In 1757, Karim Khan Zand began a campaign to impose his authority in Behbahan. He blockaded and sacked the city, and then besieged Jayezan for eight months until it fell. Much of the Kuhgilu were pacified in 1757. When Karim Khan was visiting Azerbaijan in 1760, one of his governors over the Kuhgilu Lurs had revolted, and was later captured, but the Kuhgilu region remained outside of Zand control until spring 1765 when Karim Khan returned from Khuzestan and all tribes submitted to him except the Liravi. The Liravi desperately protected their two fortresses near Behbehan, which fell to the Zands after high casualties on both sides. The Zands did not give any leniency to the Liravi, killing the prisoners and building towers out of their skulls. In Tarikh-i Gitigusha, the historian Nami Isfahani frequently condemned specific Zand dynasty figures for causing anarchy and instability, although he also criticized the Kuhgilu Lurs, calling them "savage-natured, beast-dispositioned, and fox-like deceivers," who deserved their punishment from Karim Khan.

== Tribes ==

=== Jaki ===
The Jaki were divided into the Chaharbonicha and the Liravi. The former consisted of the Boyerahmadi, Cherami, Doshmanziari, and Nu'i, while the latter consisted of the Liravi of the plain and the Liravi of the mountain. The Liravi of the mountain included the tribes of Bahma'i, Tayyebi, Shir Ali, and Yusufi.

=== Boyerahmadi ===
The Boyerahmadi were historically the largest tribe, and consisted of the tribes of Tamoradi, Qaid Givi, Gudarzi, Aqa'i (including Narmabi, Zengeva'i, and Babakhani), Dashtemawri (including Owlad-e Mirza-Ali, Shaykh, and Tas-Ahmadi), and around 15 tribes of sayyid origin, including the Sadat-e Imamzadeh-Ali, Sadat-e Mahmudi, and Sadat-e Reza Tawfiq. Other important ones were the Jalili, Negintaji, and Sistakhi. Additionally, there were around forty smaller tribes, two thirds of which were named after their native region, like the Chitabi tribe named after the village of Chitab.

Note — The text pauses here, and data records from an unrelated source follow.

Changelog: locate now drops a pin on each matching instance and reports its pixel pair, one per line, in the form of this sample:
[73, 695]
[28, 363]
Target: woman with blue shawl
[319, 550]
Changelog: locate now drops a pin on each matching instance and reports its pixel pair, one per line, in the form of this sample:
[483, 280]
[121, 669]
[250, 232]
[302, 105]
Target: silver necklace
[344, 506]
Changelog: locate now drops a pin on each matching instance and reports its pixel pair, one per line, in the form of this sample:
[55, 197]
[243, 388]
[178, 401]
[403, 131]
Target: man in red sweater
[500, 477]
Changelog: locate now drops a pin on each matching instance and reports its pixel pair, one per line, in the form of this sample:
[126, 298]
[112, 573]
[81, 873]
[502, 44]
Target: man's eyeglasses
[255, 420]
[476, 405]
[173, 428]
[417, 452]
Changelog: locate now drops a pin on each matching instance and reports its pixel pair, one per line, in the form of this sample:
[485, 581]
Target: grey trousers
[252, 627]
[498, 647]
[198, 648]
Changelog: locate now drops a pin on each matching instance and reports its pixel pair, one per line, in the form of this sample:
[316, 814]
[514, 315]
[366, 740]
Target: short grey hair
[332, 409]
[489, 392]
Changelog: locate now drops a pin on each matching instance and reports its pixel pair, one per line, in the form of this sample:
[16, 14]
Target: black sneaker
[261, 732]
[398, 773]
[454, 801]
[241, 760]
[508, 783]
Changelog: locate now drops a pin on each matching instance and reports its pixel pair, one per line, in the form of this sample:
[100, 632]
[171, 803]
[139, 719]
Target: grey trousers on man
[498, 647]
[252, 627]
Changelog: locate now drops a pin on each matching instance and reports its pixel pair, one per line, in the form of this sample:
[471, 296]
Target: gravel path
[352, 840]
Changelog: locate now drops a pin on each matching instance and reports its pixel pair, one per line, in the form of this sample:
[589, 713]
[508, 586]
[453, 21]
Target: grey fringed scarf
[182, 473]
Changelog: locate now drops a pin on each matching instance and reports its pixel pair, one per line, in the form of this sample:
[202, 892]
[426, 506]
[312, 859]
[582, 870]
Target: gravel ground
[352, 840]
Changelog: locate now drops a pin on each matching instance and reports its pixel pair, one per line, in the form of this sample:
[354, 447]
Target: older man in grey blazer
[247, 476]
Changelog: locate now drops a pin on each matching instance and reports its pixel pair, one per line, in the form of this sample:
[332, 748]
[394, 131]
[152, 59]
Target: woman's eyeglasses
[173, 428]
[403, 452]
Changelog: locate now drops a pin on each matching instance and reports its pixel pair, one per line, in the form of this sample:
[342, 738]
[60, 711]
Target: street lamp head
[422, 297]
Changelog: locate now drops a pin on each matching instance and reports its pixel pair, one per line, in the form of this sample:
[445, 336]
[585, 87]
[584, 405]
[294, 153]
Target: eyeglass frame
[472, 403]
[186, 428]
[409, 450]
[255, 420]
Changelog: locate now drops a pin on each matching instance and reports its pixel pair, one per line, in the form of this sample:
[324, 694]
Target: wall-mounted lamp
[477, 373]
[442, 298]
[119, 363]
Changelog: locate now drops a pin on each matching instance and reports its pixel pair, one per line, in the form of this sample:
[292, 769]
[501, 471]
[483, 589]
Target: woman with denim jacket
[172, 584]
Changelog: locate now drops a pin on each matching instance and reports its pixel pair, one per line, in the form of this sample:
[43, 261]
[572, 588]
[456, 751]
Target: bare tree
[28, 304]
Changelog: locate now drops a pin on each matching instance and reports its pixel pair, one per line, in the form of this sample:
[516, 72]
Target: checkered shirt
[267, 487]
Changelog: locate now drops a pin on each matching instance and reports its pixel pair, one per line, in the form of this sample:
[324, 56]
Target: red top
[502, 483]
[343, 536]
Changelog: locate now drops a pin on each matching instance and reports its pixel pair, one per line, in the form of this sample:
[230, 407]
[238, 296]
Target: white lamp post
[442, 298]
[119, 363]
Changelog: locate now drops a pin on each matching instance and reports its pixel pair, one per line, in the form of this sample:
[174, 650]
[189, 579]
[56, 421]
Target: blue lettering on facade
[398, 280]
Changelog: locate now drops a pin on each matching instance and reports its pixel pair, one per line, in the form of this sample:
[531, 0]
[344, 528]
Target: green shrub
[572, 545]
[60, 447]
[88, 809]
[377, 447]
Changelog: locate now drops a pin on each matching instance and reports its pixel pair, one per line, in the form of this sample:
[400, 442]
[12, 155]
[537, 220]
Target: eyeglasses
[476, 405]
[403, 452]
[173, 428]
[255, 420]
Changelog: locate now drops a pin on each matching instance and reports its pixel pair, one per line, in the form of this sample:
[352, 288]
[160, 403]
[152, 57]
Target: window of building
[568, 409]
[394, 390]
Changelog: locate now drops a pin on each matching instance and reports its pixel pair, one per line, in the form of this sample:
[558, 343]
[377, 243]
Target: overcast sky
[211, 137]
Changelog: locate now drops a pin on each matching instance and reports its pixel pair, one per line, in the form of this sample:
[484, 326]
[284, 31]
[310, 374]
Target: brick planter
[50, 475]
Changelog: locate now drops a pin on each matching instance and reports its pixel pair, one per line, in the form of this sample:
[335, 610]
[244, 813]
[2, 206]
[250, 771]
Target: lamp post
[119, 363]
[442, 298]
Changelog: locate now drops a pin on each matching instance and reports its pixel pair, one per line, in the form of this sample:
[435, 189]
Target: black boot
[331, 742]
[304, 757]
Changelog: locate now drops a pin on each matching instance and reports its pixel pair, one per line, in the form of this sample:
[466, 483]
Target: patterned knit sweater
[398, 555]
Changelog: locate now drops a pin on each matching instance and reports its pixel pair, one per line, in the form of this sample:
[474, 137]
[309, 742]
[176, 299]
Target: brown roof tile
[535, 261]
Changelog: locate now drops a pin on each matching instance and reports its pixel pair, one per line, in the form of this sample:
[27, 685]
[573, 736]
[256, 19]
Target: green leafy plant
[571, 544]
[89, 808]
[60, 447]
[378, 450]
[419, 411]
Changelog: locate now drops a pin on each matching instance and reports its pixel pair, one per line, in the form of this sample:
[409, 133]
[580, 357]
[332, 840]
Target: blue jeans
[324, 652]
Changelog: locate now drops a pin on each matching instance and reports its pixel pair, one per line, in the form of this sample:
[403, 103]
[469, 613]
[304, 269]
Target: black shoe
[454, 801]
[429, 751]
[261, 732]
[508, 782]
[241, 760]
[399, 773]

The Boyerahmadi tribes, in a partially overlapping manner, were divided across three political entities, Boyerahmadi Garmsir, Boyerahmadi Sardsir-e Olya, and Boyerahmadi Sardsir-e Sofla. There were around 70 Boyerahmadi tribes. The Aqajari which remained nomadic were later absorbed by the Boyerahmadi, in which they became known as the Aqa'i tribe, and consisted of the tribes of Jama Bozorgi, Tileku, Jaghata'i, Begdeli, Afshar, Lor Zaban, She'ri, Aqbaghi, Bashiri, Daylami, Gashtil, and Davudi. Some spoke Turkic, but most spoke Luri and Persian.

=== Cheram ===
The Cheram or Chorum tribe, in the 1890s, consisted of the tribes of Begler (the tribe of the Cheram chief), Bonari, Parukhuri (or Parvkhuri), Tarmuni, Hosam-Bahauddini, Dilgun, Shaykh Golbar, Goshtasb, Kamankeshi, and Masih-Shahi. Their names also suggested diverse Turkic and Lur origins.

=== Bahma'i ===
The Bahma'i tribe was divided into the Sardsiri, traditionally centered around Dishmuk, and the Garmsiri, traditionally centered around Qal'a-ye A'la. After a leadership dispute, the Bahma'i were divided into the tribes of Bahma'i Ahmadi and the Bahma'i Mohammadi.

=== Bavi ===
The Bavi or Babu'i tribe, which spoke Luri, was commonly claimed to be an offshoot of the Arab Bawiya tribe of Khuzestan, although Minorsky mentioned a mountain south of Khorramabad named Bavi. The Bavi were relatively smaller than the other tribes of Kuhgilu. Kayhan wrote that the Bavi tribe consisted of the tribes of as Ali-Shahi, Gashin, Musa'i, Bar-Aftabi, and Qal'ayi.

=== Doshmanziari ===
The Doshmanziari tribe of the Kuhgilu tribes was distinct from the Doshmanziari tribe historically associated with the Mamasani. The Doshmanziari of Kuhgilu was one of the four components of the Chaharbonicha tribal confederation, alongside the Boyerahmadi, Cheram, and Nu'i (Novi). The Doshmanziari was divided into four tribes, the Elyasi, Bavardinari, Sadat, and Novi. The Elyasi included the clans of Shir-Mohammadi, Ra'is, Goshtasbi, Khwaja, Koli, and Shah-Hosayni, the Bavardinari included the clans of Qalandari, Buyri, Shaykh-Ali, and Soltan-Ali, the Sadat included the clans of Sadat-e Esmaili, Sadat-e Abbasi, Sadat-e Mashhadi, Sadat-e Kordli, and Sadat-e 'Ala'i.